Submitted by International WELL Building Institute
In September 2021, IWBI released an in-depth report that lays out research approaches and specific operational strategies as the world continues to respond to the COVID-19 pandemic and prepares for acute health threats into the future. Prevention and Preparedness, Resilience and Recovery: An IWBI Special Report integrates proven strategies from the WELL Building Standard (WELL) and actionable insights garnered from IWBI staff and nearly 600 members of the Task Force on COVID-19 and Other Respiratory Infections.
Over the next few months, we will repost a chapter from the report every week to help highlight specific themes and insights. The IWBI Special Report Chapter Series continues with “Architects and Designers are Becoming Agents of Public Health (Again),” authored by IWBI’s Jaclyn Whitaker, AIA, WELL Faculty, LEED AP BD+C, Senior Vice President, Commercial.

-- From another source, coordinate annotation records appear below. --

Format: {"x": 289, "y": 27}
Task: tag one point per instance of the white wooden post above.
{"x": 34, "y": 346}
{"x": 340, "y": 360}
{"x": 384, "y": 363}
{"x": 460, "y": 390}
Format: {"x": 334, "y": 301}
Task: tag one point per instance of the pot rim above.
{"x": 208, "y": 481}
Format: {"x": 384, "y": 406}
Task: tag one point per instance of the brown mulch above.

Excerpt republished from: Prevention and Preparedness, Resilience and Recovery: An IWBI Special Report
In the late 1800s, as tuberculosis was ravaging communities across the world—killing one in every seven people in the United States and Europe—doctors found an unexpected ally in the fight against the disease: architects. Medical professionals noticed that the health of TB patients was intimately connected to the environments that they were in. So, architects began designing sanatoriums with lots of light; clean, well-circulating air; and ready access to nature. In these spaces, people began to heal.
These buildings were so effective at keeping people well—even those who didn’t have the disease—that many of these key features were adopted beyond sanatoriums. Some scholars have argued that designing buildings to help fight TB helped shape modern architecture itself.

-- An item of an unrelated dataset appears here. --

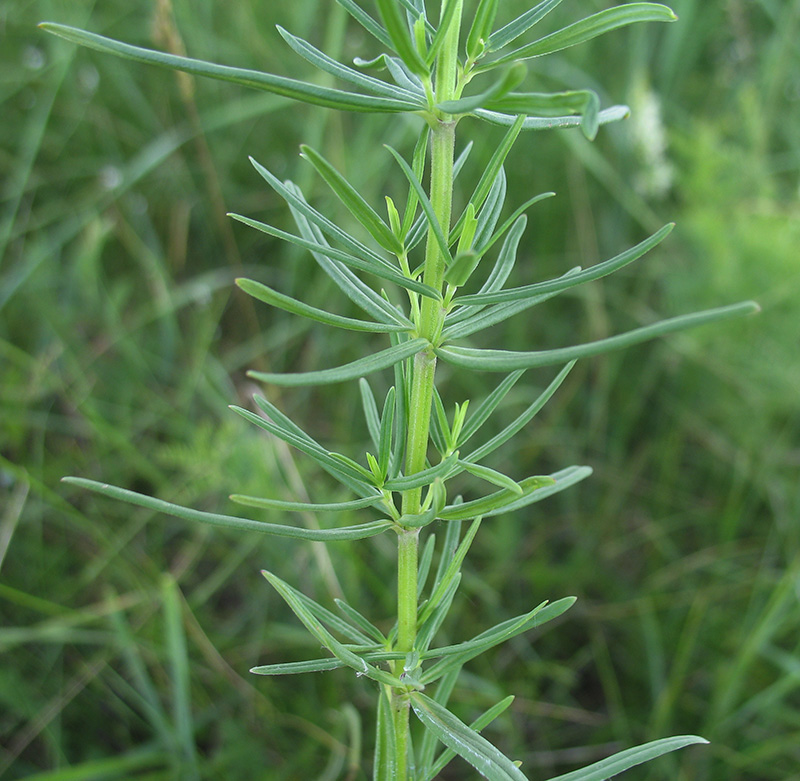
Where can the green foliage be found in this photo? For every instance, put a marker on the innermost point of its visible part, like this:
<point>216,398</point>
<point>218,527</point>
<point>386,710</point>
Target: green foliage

Now, as a new disease upends life as we know it, people are rediscovering that buildings can play a vital role in keeping us well. This awakening and new appreciation offer a unique opportunity for architects and designers to be seen, once again, for what they are: agents of public health.
As Rick Cook, founding partner of COOKFOX, recently maintained: “As architects, health and well-being have always been fundamental principles of our work. As we look to a post-pandemic world…it is our responsibility to ensure that our response to the current crisis creates lasting change and creates health equity and justice in the built environment.”
For architects and designers, embracing their roles as agents of public health is a smart business move. In the wake of the pandemic, demand for new building projects will likely shift to projects designed with a laser focus on keeping people safer and healthier. But keeping public health at the center of architecture and design work is also simply the right thing to do. It is an opportunity not only to help communities weather the pandemic, but also to meaningfully improve the lives of people across the world.
Excerpt: Well-Being at the Core
Let’s be clear: we are not going to be able to design our way out of COVID-19. There will be no building design that guarantees protection from the virus. And even if there were, buildings designed with a focus solely on disease prevention would likely need to be sparsely populated, with dividers everywhere and a lack of communal spaces. In other words, they would not be the type of spaces where humans could thrive.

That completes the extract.